Frères et Sœurs, vos communautés connaissent l’humble chemin du compagnonnage de chaque jour avec ceux qui ne partagent pas notre foi mais qui déclarent «avoir la foi d’Abraham et qui adorent avec nous le Dieu unique et miséricordieux» (Lumen gentium, n. 16). Vous savez bien que l’Église ne veut rien imposer à personne, et qu’elle demande simplement de pouvoir vivre librement pour révéler Celui qu’elle ne peut cacher, le Christ Jésus qui nous a aimés jusqu’au bout sur la Croix et qui nous a donné son Esprit, vivante présence de Dieu au milieu de nous et au plus intime de nous-mêmes. Soyez toujours accueillants à l’Esprit du Christ et, pour cela, rendez-vous attentifs à ceux qui ont soif de justice, de paix, de dignité, de considération pour eux-mêmes et pour leurs frères. Vivez entre vous selon la parole du Seigneur : «Ce qui montrera à tous les hommes que vous êtes mes disciple
s, c’est l’amour que vous avez les uns pour les autres» (Jn 13, 35).
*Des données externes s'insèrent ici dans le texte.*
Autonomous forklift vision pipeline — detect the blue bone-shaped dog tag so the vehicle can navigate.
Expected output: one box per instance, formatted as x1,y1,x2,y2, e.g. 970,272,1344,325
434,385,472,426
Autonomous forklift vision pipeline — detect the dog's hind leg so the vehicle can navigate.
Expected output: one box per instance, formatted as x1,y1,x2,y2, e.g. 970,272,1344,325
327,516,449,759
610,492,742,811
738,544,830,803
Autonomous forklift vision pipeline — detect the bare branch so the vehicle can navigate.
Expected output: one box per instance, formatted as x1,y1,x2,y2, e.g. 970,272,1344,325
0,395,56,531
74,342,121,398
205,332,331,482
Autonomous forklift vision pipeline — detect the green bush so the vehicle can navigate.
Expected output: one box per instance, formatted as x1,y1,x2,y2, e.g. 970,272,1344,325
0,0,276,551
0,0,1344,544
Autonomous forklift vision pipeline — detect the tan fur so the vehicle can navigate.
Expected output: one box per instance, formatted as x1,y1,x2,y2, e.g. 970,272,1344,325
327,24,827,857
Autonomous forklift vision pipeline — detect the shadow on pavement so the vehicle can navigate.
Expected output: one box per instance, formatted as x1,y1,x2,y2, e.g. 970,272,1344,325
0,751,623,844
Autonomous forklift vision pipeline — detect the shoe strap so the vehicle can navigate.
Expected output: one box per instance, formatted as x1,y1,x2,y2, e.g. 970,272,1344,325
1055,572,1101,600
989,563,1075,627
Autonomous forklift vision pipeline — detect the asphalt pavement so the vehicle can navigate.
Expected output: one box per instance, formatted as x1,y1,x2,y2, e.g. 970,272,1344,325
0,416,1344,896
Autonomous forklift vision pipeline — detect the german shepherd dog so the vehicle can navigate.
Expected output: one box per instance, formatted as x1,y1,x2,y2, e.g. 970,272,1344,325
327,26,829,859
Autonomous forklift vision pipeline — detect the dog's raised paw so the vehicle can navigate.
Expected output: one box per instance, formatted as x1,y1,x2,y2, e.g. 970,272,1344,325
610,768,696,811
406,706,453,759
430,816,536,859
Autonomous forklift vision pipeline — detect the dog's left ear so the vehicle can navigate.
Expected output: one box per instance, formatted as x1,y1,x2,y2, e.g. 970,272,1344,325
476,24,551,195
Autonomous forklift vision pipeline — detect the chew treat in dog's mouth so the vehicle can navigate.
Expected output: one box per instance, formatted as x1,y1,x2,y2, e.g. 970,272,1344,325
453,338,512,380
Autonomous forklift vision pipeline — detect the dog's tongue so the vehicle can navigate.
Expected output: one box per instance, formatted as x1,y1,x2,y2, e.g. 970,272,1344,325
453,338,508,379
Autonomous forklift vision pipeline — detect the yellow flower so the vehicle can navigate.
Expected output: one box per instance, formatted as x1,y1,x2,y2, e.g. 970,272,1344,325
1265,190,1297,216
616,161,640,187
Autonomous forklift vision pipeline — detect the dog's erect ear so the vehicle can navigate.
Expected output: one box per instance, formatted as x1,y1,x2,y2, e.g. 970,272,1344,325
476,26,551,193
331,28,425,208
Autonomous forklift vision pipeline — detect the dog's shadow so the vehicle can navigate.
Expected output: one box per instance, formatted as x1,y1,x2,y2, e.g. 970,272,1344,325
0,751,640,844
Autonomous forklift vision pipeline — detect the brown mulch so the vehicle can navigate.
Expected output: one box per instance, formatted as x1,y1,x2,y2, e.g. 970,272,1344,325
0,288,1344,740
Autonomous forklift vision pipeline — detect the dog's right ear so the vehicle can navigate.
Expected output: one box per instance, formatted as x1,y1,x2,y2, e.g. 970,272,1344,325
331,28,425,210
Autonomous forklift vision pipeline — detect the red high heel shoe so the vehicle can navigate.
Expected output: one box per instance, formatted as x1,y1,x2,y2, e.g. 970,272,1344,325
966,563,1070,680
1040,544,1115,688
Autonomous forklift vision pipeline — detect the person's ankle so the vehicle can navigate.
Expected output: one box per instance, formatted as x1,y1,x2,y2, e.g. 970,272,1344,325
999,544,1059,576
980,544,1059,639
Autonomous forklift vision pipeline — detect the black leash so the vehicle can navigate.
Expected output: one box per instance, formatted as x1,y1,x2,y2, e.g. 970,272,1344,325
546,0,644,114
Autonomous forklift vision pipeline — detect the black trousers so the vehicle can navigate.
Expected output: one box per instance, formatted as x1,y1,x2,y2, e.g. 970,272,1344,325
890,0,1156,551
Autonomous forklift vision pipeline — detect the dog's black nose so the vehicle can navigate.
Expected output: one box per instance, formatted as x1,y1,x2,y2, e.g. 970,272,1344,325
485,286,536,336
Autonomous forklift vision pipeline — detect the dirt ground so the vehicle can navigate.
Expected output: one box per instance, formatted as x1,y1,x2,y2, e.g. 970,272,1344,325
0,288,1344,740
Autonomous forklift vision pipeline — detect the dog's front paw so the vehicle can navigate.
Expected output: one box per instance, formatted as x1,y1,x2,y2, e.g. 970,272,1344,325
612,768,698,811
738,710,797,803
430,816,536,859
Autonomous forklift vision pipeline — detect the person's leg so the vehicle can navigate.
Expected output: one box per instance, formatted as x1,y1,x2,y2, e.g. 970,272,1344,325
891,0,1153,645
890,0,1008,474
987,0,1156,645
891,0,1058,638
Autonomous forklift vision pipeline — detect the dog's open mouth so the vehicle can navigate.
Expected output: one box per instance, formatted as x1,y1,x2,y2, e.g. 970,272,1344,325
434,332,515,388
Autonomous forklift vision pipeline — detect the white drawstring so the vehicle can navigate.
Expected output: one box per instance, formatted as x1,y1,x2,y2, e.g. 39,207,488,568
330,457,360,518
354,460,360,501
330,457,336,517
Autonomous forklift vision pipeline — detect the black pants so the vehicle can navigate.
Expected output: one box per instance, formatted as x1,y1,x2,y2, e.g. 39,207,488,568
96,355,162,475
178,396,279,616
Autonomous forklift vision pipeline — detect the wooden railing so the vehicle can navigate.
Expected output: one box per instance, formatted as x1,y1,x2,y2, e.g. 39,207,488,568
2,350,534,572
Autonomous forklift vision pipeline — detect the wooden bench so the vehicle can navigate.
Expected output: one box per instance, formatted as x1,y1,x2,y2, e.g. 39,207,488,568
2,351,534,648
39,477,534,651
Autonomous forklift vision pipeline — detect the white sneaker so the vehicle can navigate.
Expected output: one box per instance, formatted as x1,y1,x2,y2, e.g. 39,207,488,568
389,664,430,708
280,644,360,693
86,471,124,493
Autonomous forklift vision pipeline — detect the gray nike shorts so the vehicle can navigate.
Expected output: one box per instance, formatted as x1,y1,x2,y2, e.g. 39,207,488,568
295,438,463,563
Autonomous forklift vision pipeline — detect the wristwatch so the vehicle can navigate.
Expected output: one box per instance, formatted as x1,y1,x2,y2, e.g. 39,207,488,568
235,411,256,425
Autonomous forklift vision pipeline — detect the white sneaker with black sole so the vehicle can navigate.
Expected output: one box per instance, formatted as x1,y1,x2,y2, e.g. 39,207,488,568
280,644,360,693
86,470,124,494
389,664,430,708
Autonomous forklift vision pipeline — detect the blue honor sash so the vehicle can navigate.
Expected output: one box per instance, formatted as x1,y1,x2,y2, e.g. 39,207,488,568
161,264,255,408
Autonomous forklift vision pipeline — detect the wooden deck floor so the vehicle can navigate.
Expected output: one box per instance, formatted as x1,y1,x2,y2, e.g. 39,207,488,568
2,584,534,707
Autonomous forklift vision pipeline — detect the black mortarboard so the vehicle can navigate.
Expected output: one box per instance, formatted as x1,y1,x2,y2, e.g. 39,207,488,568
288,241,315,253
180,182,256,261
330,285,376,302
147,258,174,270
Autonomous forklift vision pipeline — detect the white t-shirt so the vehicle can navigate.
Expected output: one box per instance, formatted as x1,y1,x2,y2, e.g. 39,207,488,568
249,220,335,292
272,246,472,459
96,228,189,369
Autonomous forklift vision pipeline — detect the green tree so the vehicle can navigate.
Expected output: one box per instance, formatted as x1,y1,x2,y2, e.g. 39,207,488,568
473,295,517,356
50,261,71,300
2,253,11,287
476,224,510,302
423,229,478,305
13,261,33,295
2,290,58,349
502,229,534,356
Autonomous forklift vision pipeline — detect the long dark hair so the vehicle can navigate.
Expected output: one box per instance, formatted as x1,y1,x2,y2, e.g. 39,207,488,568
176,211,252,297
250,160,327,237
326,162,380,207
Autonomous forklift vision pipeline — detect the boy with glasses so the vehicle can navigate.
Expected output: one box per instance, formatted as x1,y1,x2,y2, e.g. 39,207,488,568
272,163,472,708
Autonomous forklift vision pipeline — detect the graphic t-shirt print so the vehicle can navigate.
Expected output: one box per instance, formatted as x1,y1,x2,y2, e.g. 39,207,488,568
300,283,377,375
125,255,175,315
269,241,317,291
Frères et Sœurs, remettons en cet instant notre désir de servir le Seigneur à la Vierge Marie, la Mère de Dieu et la Servante du Seigneur. Elle a prié au Cénacle avec la communauté primitive, dans l’attente de la Pentecôte. Avec elle, prions le Christ Seigneur : Envoie ton Esprit Saint, Seigneur, sur toute l’Église ; qu’il habite chacun de ses membres et qu’il fasse d’eux des messagers de ton Évangile !
Amen.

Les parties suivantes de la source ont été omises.